With generic applications being able to deploy essentially anything, the need to obfuscate information arises. Secrets are an easy way to store sensitive information like passwords, tokens or certificates.

This tutorial aims to explain how to create, delete and reference secrets.

Creating and deleting secrets

Creating a secret can be done via kelvin using the following command:

kelvin secrets create <secret-name> --secret-value <secret-value>

Delete works in the following fashion:

kelvin secrets delete <secret-name>

Referencing a secret

Referencing a secret is done using the following notation: <% secrets.secret-name %>. The parts of app.yaml where secrets can be used are:

  • system.environment_vars
  • system.volumes[{text.data}]

There are more places where this interpolation happens (e.g. uploader secrets), but they are not relevant to generic applications.

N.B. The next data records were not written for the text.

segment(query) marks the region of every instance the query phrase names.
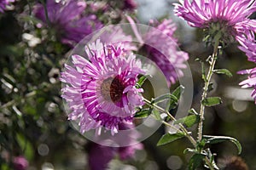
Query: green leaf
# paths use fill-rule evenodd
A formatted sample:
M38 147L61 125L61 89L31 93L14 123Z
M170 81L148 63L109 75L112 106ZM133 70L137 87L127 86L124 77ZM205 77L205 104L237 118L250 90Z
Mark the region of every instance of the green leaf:
M33 158L33 149L32 144L20 133L16 134L16 139L20 147L24 151L25 156L28 160L32 160Z
M185 136L185 133L173 133L173 134L171 134L171 133L164 134L160 138L160 139L158 141L157 146L173 142L178 139L183 138L184 136Z
M206 106L213 106L222 104L221 99L219 97L210 97L206 98L201 103Z
M144 83L144 82L150 76L151 76L150 75L143 75L137 82L137 86L138 88L141 88L143 86L143 84Z
M207 78L206 76L206 69L205 69L205 63L203 61L200 61L201 65L201 78L206 82L207 82Z
M145 118L148 117L152 113L152 109L143 109L136 112L134 117L136 118Z
M189 162L189 169L195 170L202 165L205 156L202 154L194 154Z
M234 138L229 136L211 136L211 135L203 135L203 138L207 139L207 142L208 144L218 144L225 141L232 142L236 144L238 150L238 154L241 154L241 145L240 142Z
M189 113L190 113L190 114L193 114L193 115L199 115L197 112L196 112L196 110L195 110L195 109L190 109L189 110Z
M180 96L182 95L182 94L183 93L183 91L184 91L184 87L180 85L172 92L172 94L177 98L177 100L171 99L170 102L167 103L167 105L166 105L166 110L169 111L171 109L175 109L177 107L177 101L178 101Z
M171 94L166 94L152 99L151 104L160 103L167 99L171 99L171 101L173 100L174 103L177 103L177 99L175 95L172 95Z
M218 70L214 70L213 72L215 72L217 74L224 74L230 77L231 77L233 76L232 73L227 69L218 69Z
M200 121L200 116L197 115L190 115L174 122L174 124L183 123L188 128L192 127Z

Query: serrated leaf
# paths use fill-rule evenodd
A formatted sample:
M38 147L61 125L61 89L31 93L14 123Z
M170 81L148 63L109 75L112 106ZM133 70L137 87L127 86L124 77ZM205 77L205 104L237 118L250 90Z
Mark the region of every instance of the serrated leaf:
M238 150L238 154L241 154L241 145L240 142L234 138L229 136L211 136L211 135L203 135L203 138L206 139L208 144L218 144L225 141L232 142L236 144Z
M206 82L207 82L207 76L206 76L205 63L201 61L201 78Z
M230 77L233 76L232 73L228 69L218 69L218 70L214 70L213 72L217 74L224 74Z
M144 82L150 77L149 75L143 75L141 77L139 77L138 81L137 82L137 86L138 86L139 88L141 88L143 86L143 84L144 83Z
M196 112L196 110L195 110L195 109L190 109L189 110L189 113L190 113L190 114L193 114L193 115L199 115L197 112Z
M177 101L180 99L180 96L182 95L182 94L184 92L184 87L180 85L179 87L177 87L173 92L172 92L172 95L174 95L177 98L177 101L175 99L173 100L170 100L169 103L167 103L166 105L166 110L170 110L171 109L175 109L177 105Z
M194 154L189 162L189 169L195 170L202 165L205 156L202 154Z
M177 99L175 95L172 95L171 94L166 94L152 99L151 104L158 104L167 99L171 99L171 101L173 100L174 103L177 103Z
M173 142L178 139L183 138L184 136L185 136L185 133L173 133L173 134L171 134L171 133L164 134L160 138L160 139L158 141L157 146Z
M152 113L152 109L143 109L136 112L134 117L136 118L145 118L148 117Z
M219 97L209 97L206 98L201 103L206 106L213 106L219 104L222 104L221 99Z
M192 127L195 123L198 123L200 121L200 116L197 115L190 115L181 119L178 119L174 122L174 124L183 123L186 125L188 128Z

The following example shows how one would create an environment variable and mount a text file from secrets.

Example

Setting an environment variable with a secret using studio: Kelvin Studio EnvVars Setting a volume with a secret using studio: Kelvin Studio EnvVars

...
system:
  environment_vars:
    - name: SECRETPASSWORD
      value: <% secrets.secret-password %>
  volumes:
    - name: cert
      target: cert.crt
      type: text
      text:
        base64: false
        encoding: utf-8
        data: <% secrets.secret-file %>
...

Final considerations

Once a secret is created it cannot be changed, if you made a mistake you have to recreate it.

Deleting a secret does not remove it from running applications using it. If you made a mistake, you'll need to redeploy the application.

Deploying an application using a secret that doesn't exist will cause this process to fail.